Le deuxième plus grand fonds de pension des Pays-Bas, PFZW (250 milliards d’euros d’actifs sous gestion), a dévoilé une stratégie de couverture plus détaillée. Ce plan prévoit une couverture de 20 % des taux d’intérêt pour les jeunes participants et de 100 % pour les retraités. Ces ratios, supérieurs aux attentes du marché, devraient stimuler la demande de swaps de récepteurs fixes. ABP, le plus grand fonds de pension néerlandais, a annoncé des objectifs de couverture plus modestes, avec 10 % pour les jeunes et 75 % pour les plus âgés.
Selon les analystes, cette stratégie de PFZW réduira le besoin de dénouement de swaps de récepteurs fixes, limitant ainsi l’impact de la transition. Ils prévoient également une volatilité accrue à mesure que d’autres fonds de pension néerlandais ajustent leurs positions. À court terme, une pression à l’aplatissement des courbes de taux pourrait se faire sentir, mais à long terme, l’impact net devrait favoriser une accentuation de ces courbes.
L’attention des marchés se porte également sur la situation juridique de Jerome Powell. Bien qu’aucune accusation n’ait encore été formelle, une procédure devant un grand jury est en cours. Si le grand jury décide de poursuivre, le processus pourrait prendre des mois. Même si le grand jury ne trouve pas de motif d’inculpation, l’affaire serait close.
La réaction initiale des marchés a été modérée, en partie parce que le remplacement de Powell par des personnalités plus favorables à une politique monétaire accommodante ne modifierait pas fondamentalement l’équilibre au sein du Comité fédéral de la politique monétaire (FOMC). Actuellement, les « colombes MAGA » (membres du FOMC favorables à une politique monétaire souple) ne représentent qu’une minorité. Même si Powell était remplacé, et que d’autres nominations allaient dans le même sens, ils ne constitueraient pas une majorité au sein du FOMC.
Néanmoins, l’attaque contre l’indépendance de la Fed est perçue comme un événement sans précédent, susceptible d’entraîner une forte volatilité. Dans un scénario extrême, une accentuation spectaculaire de la courbe des taux, avec une hausse des rendements à long terme, pourrait se produire. Bien que ce ne soit pas le scénario de base, la probabilité d’un tel événement a augmenté.
Sur le front économique, les données américaines de mardi seront scrutées. Les chiffres de novembre pourraient être faussés par des retards dans la collecte des données, mais les économistes anticipent une hausse de 0,4 % en décembre, ce qui porterait le taux d’inflation annuel à 2,8 %. Les données hebdomadaires sur le marché du travail et l’indicateur de confiance des petites entreprises seront également suivis de près. Les déclarations publiques de Williams, Musalem et Barkin de la Fed seront particulièrement attentives après les récents événements.

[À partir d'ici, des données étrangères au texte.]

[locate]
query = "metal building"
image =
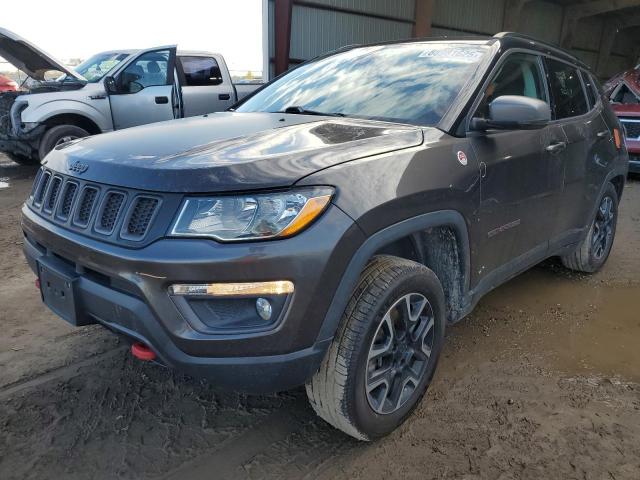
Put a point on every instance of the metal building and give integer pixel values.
(603, 33)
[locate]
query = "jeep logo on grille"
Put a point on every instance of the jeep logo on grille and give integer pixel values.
(78, 167)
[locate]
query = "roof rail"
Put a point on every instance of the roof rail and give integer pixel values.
(548, 45)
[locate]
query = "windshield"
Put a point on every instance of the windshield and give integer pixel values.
(99, 65)
(409, 83)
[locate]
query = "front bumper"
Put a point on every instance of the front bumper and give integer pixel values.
(126, 290)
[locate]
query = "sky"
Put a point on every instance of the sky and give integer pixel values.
(79, 29)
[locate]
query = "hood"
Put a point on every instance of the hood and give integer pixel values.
(29, 58)
(227, 151)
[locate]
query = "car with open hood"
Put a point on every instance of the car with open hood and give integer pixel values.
(7, 84)
(109, 91)
(623, 91)
(327, 230)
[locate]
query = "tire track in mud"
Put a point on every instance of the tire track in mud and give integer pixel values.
(65, 372)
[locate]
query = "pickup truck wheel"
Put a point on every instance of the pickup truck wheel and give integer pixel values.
(385, 351)
(593, 251)
(58, 135)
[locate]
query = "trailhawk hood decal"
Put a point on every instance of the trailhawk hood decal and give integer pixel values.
(29, 58)
(227, 151)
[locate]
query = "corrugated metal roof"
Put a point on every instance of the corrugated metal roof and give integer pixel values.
(396, 8)
(314, 31)
(470, 15)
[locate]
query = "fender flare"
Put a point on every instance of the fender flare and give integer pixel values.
(53, 108)
(442, 218)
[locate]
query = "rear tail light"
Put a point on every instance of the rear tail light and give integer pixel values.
(617, 138)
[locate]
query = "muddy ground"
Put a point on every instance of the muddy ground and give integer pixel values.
(542, 381)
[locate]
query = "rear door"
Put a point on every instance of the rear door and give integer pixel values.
(145, 89)
(520, 177)
(206, 87)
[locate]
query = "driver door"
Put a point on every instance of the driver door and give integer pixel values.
(144, 89)
(521, 178)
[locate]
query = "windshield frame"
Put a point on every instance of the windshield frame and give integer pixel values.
(449, 116)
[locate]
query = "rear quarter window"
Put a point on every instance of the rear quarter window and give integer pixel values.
(201, 71)
(568, 96)
(592, 90)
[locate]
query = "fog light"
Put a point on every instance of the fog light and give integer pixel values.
(263, 307)
(279, 287)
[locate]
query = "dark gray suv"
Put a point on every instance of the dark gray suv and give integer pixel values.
(327, 229)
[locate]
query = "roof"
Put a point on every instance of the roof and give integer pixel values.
(138, 50)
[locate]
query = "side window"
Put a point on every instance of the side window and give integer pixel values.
(592, 92)
(566, 89)
(148, 70)
(519, 74)
(201, 71)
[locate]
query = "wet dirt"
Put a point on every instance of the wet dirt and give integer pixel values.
(540, 381)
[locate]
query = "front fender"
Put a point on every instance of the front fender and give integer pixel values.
(375, 242)
(99, 111)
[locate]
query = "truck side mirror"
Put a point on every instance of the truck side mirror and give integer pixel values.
(110, 85)
(514, 112)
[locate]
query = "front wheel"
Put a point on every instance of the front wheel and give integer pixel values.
(385, 351)
(57, 136)
(593, 251)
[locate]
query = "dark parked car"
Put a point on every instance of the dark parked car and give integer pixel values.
(623, 91)
(328, 229)
(7, 85)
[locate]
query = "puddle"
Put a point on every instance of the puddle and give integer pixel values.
(575, 326)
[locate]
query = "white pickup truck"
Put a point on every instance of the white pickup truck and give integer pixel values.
(109, 91)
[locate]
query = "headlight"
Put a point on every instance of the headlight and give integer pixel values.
(251, 217)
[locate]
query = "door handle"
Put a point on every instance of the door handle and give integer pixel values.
(556, 147)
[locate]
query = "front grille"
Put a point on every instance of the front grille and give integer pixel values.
(142, 212)
(53, 193)
(68, 197)
(42, 187)
(631, 128)
(85, 206)
(96, 210)
(109, 212)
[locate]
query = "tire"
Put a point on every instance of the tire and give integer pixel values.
(22, 159)
(591, 254)
(342, 391)
(57, 135)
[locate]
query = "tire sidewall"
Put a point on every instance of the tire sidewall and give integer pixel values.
(594, 263)
(367, 421)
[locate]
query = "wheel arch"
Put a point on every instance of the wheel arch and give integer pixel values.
(76, 119)
(426, 238)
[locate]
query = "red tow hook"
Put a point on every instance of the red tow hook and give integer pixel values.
(142, 352)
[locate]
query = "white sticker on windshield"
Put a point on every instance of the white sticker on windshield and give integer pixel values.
(468, 54)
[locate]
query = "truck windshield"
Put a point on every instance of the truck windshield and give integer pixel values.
(408, 83)
(99, 65)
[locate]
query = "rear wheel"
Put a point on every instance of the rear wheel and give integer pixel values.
(57, 136)
(593, 251)
(385, 351)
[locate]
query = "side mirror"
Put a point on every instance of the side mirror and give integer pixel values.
(514, 112)
(110, 85)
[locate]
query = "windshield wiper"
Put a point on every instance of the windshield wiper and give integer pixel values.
(303, 111)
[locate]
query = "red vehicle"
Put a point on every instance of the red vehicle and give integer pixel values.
(7, 85)
(623, 91)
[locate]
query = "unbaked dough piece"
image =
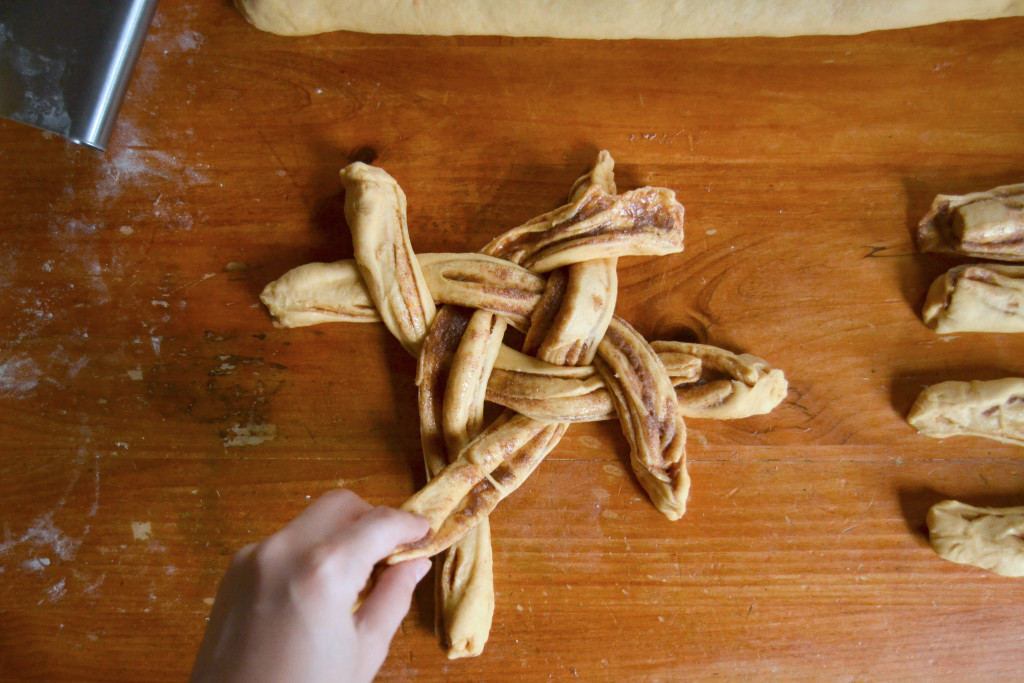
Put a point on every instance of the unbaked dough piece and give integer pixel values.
(981, 297)
(375, 211)
(731, 385)
(986, 538)
(613, 18)
(993, 410)
(988, 224)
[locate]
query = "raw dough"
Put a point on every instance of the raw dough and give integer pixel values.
(613, 18)
(988, 224)
(986, 538)
(992, 410)
(982, 297)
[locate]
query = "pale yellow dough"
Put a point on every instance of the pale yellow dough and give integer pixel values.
(986, 538)
(614, 18)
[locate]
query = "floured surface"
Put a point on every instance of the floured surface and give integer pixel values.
(133, 345)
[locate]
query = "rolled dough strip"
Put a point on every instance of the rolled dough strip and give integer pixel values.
(613, 18)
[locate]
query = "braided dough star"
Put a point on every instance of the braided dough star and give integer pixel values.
(553, 279)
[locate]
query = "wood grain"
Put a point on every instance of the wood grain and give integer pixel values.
(153, 421)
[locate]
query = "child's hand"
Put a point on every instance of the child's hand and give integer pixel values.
(284, 610)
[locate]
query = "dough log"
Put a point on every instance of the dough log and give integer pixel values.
(613, 18)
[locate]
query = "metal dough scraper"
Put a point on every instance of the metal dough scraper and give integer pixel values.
(65, 65)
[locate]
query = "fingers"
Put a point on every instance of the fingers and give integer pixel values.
(328, 515)
(376, 535)
(381, 613)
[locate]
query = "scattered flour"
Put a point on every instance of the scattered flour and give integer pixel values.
(18, 376)
(249, 434)
(57, 591)
(141, 530)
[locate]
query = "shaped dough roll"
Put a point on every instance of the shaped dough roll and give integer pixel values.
(375, 210)
(988, 224)
(993, 410)
(986, 538)
(981, 297)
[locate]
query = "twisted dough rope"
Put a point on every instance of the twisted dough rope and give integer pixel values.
(595, 226)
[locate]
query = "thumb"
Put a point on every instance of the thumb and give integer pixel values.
(381, 613)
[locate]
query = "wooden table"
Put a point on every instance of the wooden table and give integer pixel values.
(153, 421)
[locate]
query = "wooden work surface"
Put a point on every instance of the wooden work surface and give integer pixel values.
(153, 421)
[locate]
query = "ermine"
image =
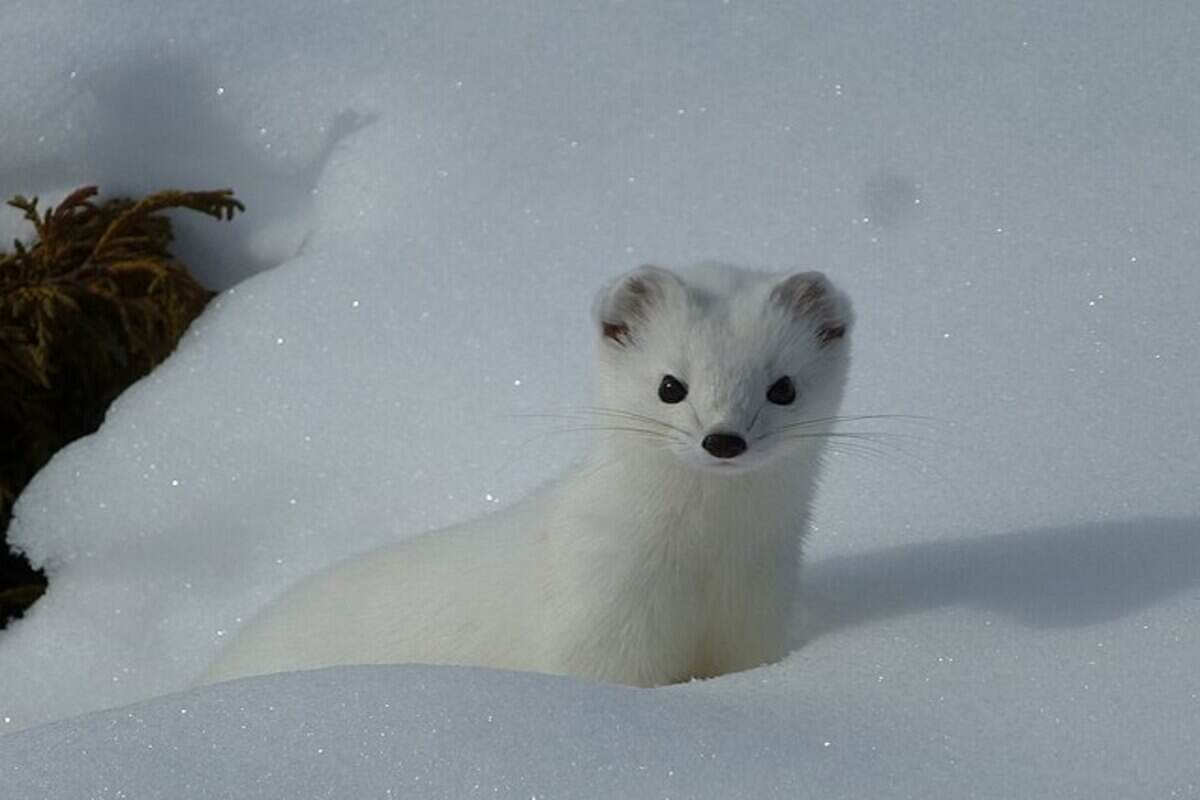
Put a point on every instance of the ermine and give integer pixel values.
(672, 551)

Les marchés primaires restent actifs. L’UE prévoit d’émettre de nouvelles obligations à 3 et 30 ans, tandis que la CADES française lancera une obligation sociale à 7 ans. La Grèce cherchera à établir un nouveau taux de référence à 10 ans, et des enchères sont également prévues en Autriche, en Italie et en Allemagne. Les États-Unis mettront aux enchères 22 milliards de dollars d’obligations.